1 2 3 4 5 6 7 8 9 10 11 12 13 14 15 16 17 18 19 20 21 22 23 24 25 26 27 28 29 30 31 32 33 34 35 36 37 38 39 40 41 42 43 44 45 46 47 48 49 50 51 52 53 54 55 56 57 58 59 60 61 62 63 64 65 66 67 68 69 70 71 72 73 74 75 76 77 78 79 80 81 82 83 84 85 86 87 88 89 90 91 92 93 94 95 96 97 98 99 100 101 102 103 104 105 106 107 108 109 110 111 112 113 114 115 116 117 118 119 120 121 122 123 124 125 126 127 128 129 130 131 132 133 134 135 136 137 138 139 140 141 142 143 144 145 146 147 148 149 150 151 152 153 154 155 156 157 158 159 160 161 162 163 164 165 166 167 168 169 170 171 172 173 174 175 176 177 178 179 180 181 182 183 184 185 186 187 188 189 190 191 192 193 194 195 196 197 198 199 200 201 202 203 204 205 206 207 208 209 210 211 212 213 214 215 216 217 218 219 220 221 222 223 224 225 226 227 228 229 230 231
|
# -*- coding: utf-8 -*-
"""
.. _tut-artifact-regression:
===================================
Repairing artifacts with regression
===================================
This tutorial covers removal of artifacts using regression as in Gratton et al.
(1983) :footcite:`GrattonEtAl1983` and Croft & Barry (2000)
:footcite:`CroftBarry2000`.
Generally speaking, artifacts that result in time waveforms on the sensors
that are accurately reflected by some reference signal can be removed by
regression. Blink artifacts captured by bipolar EOG channels provide a good
example of this, so we will demonstrate this here.
Although ECG signals are well captured by bipolar ECG electrodes,
regression-based removal of ECG artifacts usually does not work very well.
This is likely because the heart acts like a rotating dipole, and
therefore the ECG channel time waveform recorded from the ECG electrode sites
does not reflect the same temporal dynamics that manifest at each MEG channel
(obtained by sampling some component of the related magnetic vector field).

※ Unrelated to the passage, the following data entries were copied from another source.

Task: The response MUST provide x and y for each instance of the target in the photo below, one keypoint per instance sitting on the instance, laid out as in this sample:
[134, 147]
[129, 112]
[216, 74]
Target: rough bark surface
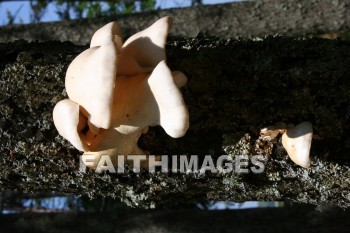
[244, 19]
[290, 219]
[235, 88]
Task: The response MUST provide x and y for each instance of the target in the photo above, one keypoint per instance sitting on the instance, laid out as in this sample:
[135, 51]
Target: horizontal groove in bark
[235, 88]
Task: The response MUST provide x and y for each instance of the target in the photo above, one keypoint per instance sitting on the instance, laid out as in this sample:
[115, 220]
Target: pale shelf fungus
[117, 90]
[296, 140]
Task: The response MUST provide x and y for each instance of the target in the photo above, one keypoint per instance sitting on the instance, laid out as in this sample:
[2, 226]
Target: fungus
[116, 91]
[296, 140]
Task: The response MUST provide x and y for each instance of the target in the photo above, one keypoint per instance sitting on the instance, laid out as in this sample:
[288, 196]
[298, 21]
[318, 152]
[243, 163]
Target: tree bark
[235, 88]
[239, 19]
[288, 219]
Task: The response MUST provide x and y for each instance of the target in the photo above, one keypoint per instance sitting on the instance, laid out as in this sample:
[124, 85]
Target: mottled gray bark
[243, 19]
[235, 88]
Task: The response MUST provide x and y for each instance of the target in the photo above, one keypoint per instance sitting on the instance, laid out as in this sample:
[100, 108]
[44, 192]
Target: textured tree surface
[244, 19]
[235, 88]
[289, 219]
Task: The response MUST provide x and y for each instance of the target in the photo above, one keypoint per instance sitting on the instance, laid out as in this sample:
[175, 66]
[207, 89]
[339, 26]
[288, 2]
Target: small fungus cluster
[117, 90]
[295, 139]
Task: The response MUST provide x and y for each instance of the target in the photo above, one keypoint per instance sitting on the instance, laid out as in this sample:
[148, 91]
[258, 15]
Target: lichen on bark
[235, 88]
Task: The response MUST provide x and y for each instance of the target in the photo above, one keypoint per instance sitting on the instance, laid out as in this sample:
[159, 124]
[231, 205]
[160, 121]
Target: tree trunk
[235, 88]
[247, 19]
[288, 219]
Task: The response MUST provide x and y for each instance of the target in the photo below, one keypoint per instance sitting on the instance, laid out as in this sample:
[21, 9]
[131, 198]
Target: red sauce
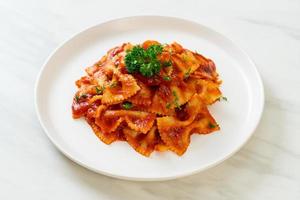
[149, 81]
[79, 109]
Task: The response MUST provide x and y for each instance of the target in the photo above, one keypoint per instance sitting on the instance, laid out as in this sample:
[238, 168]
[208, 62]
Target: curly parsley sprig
[144, 61]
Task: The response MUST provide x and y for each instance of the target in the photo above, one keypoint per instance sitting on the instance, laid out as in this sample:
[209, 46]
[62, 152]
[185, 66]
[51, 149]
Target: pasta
[152, 96]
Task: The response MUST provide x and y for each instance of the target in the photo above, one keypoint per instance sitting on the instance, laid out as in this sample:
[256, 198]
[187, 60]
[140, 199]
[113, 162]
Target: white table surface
[267, 167]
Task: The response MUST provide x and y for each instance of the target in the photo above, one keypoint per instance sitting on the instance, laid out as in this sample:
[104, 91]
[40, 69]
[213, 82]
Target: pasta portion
[152, 96]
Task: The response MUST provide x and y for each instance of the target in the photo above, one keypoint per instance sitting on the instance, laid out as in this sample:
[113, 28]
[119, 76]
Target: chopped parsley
[187, 73]
[167, 78]
[144, 61]
[99, 90]
[127, 105]
[176, 99]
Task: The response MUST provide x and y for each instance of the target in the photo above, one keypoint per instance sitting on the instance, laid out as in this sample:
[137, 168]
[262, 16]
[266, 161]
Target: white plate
[238, 117]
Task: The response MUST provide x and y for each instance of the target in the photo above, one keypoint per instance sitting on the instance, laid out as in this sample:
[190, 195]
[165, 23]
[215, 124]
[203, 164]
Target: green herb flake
[144, 61]
[167, 78]
[99, 90]
[167, 63]
[113, 84]
[127, 105]
[187, 73]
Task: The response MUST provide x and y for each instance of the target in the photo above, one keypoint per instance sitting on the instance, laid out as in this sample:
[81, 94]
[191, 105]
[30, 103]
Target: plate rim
[171, 177]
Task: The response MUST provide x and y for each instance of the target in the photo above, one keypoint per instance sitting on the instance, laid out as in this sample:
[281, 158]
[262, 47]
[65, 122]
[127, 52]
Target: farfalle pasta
[152, 96]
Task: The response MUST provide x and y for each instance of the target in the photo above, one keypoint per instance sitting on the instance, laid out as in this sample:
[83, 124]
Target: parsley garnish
[211, 125]
[187, 73]
[167, 78]
[127, 105]
[144, 61]
[99, 90]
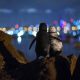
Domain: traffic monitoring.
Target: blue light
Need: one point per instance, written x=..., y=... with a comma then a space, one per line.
x=74, y=33
x=19, y=39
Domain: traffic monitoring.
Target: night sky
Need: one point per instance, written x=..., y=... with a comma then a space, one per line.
x=26, y=12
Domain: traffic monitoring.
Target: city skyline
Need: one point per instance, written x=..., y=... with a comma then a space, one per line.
x=25, y=12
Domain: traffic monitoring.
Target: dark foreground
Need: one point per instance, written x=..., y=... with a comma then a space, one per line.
x=14, y=65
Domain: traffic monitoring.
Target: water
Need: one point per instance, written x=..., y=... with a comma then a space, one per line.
x=30, y=54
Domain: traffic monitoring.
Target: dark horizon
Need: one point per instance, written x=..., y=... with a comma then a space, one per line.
x=25, y=12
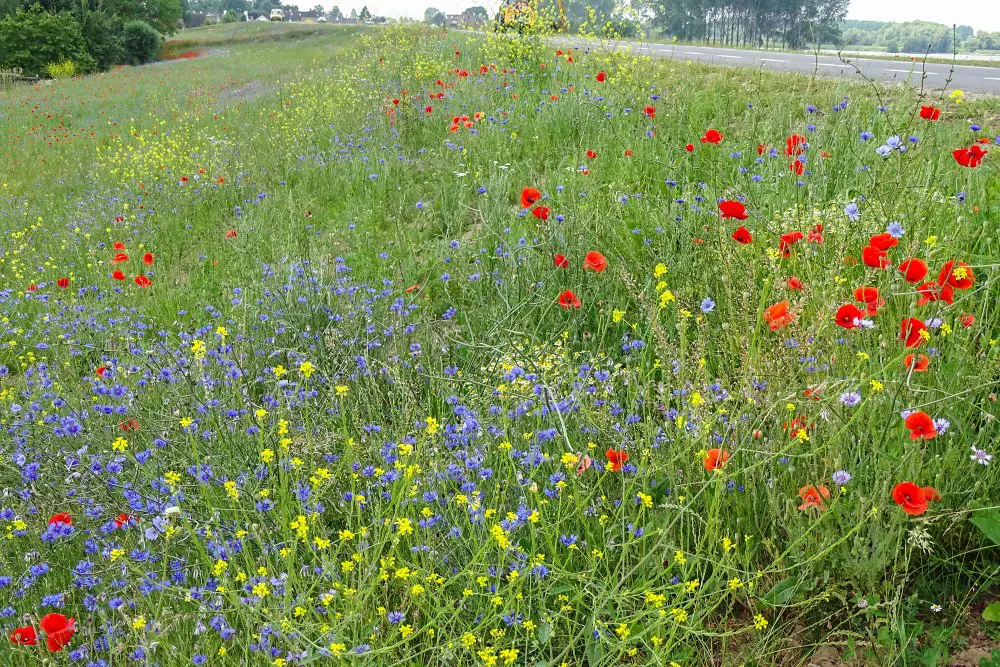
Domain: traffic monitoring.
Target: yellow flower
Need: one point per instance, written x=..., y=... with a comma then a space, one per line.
x=300, y=526
x=509, y=655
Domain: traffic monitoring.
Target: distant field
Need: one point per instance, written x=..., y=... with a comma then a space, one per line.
x=330, y=344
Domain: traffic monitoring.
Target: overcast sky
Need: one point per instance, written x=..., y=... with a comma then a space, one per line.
x=980, y=14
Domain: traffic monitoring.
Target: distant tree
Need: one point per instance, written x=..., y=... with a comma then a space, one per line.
x=434, y=16
x=141, y=42
x=34, y=39
x=479, y=13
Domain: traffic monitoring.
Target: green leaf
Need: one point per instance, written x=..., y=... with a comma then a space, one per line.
x=987, y=521
x=544, y=632
x=783, y=591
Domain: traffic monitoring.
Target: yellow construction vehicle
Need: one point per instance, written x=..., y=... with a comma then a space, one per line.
x=523, y=16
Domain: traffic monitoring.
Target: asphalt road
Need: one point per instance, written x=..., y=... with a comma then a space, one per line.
x=936, y=76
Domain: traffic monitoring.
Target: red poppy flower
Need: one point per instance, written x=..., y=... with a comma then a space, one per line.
x=874, y=257
x=777, y=316
x=616, y=459
x=969, y=157
x=61, y=517
x=59, y=630
x=914, y=269
x=715, y=458
x=918, y=363
x=595, y=261
x=733, y=209
x=848, y=315
x=921, y=425
x=813, y=496
x=911, y=332
x=25, y=636
x=568, y=300
x=930, y=292
x=742, y=235
x=794, y=145
x=529, y=196
x=712, y=137
x=959, y=277
x=883, y=241
x=789, y=239
x=930, y=113
x=912, y=498
x=870, y=297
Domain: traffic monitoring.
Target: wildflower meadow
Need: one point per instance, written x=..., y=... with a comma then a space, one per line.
x=402, y=346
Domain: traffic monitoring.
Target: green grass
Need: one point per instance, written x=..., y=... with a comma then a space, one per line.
x=354, y=391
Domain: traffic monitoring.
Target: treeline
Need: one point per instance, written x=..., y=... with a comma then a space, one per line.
x=65, y=37
x=918, y=37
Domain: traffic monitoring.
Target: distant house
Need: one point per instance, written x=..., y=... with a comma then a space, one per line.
x=470, y=20
x=198, y=19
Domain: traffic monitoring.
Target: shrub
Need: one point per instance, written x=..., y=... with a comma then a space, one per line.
x=141, y=42
x=102, y=32
x=65, y=69
x=34, y=39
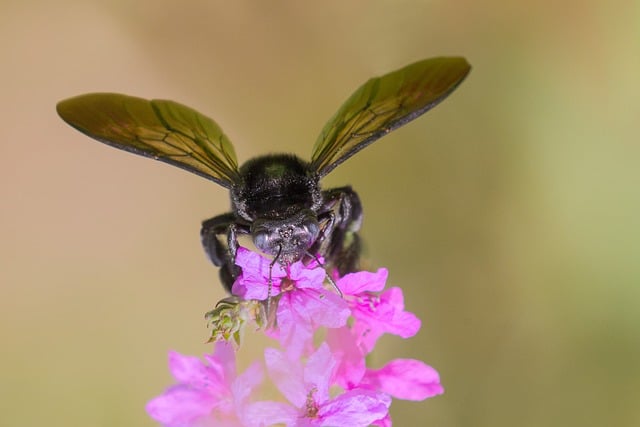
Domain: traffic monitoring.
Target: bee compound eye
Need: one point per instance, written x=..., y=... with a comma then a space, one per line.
x=312, y=229
x=261, y=240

Other approaches like :ref:`ICA <tut-artifact-ica>` or
:ref:`SSP <tut-artifact-ssp>` will likely work better for ECG.
Furthermore, regression approaches are usually performed in situations where
there are few channels available, and removing an entire signal component is
undesirable. Hence, most articles on the topic concern EEG and it is
unusual to see the technique applied to MEG. For this reason, we will restrict
the analysis in this tutorial to EEG data only.
Prepare the data
^^^^^^^^^^^^^^^^
We begin as always by importing the necessary Python modules and loading some
data. The :ref:`MNE-Sample <sample-dataset>` dataset has some clear, large
blink artifacts, especially during the presentation of visual stimuli.
"""
# %%
import numpy as np
import mne
from mne.preprocessing import EOGRegression
data_path = mne.datasets.sample.data_path()
raw_fname = data_path / 'MEG' / 'sample' / 'sample_audvis_raw.fif'
raw = mne.io.read_raw_fif(raw_fname)
raw.pick(['eeg', 'eog', 'stim'])
raw.load_data()
# The regression technique works regardless of chosen reference. However, it is
# important to choose a reference before proceeding with the analysis.
raw.set_eeg_reference('average')
# Removing slow drifts makes for more stable regression coefficients. Make sure
# to apply the same filter to both EEG and EOG channels!
raw.filter(0.3, 40)
# make epochs
events = mne.find_events(raw)
event_id = {'visual/left': 3, 'visual/right': 4}
epochs = mne.Epochs(raw, events, event_id=event_id, preload=True)
# %%
# Visualize the original data
# ^^^^^^^^^^^^^^^^^^^^^^^^^^^
# Let's first look at the `~mne.Evoked` data (average across epochs) without
# any corrections applied.
# we'll try to keep a consistent ylim across figures
plot_kwargs = dict(picks='all', ylim=dict(eeg=(-10, 10), eog=(-5, 15)))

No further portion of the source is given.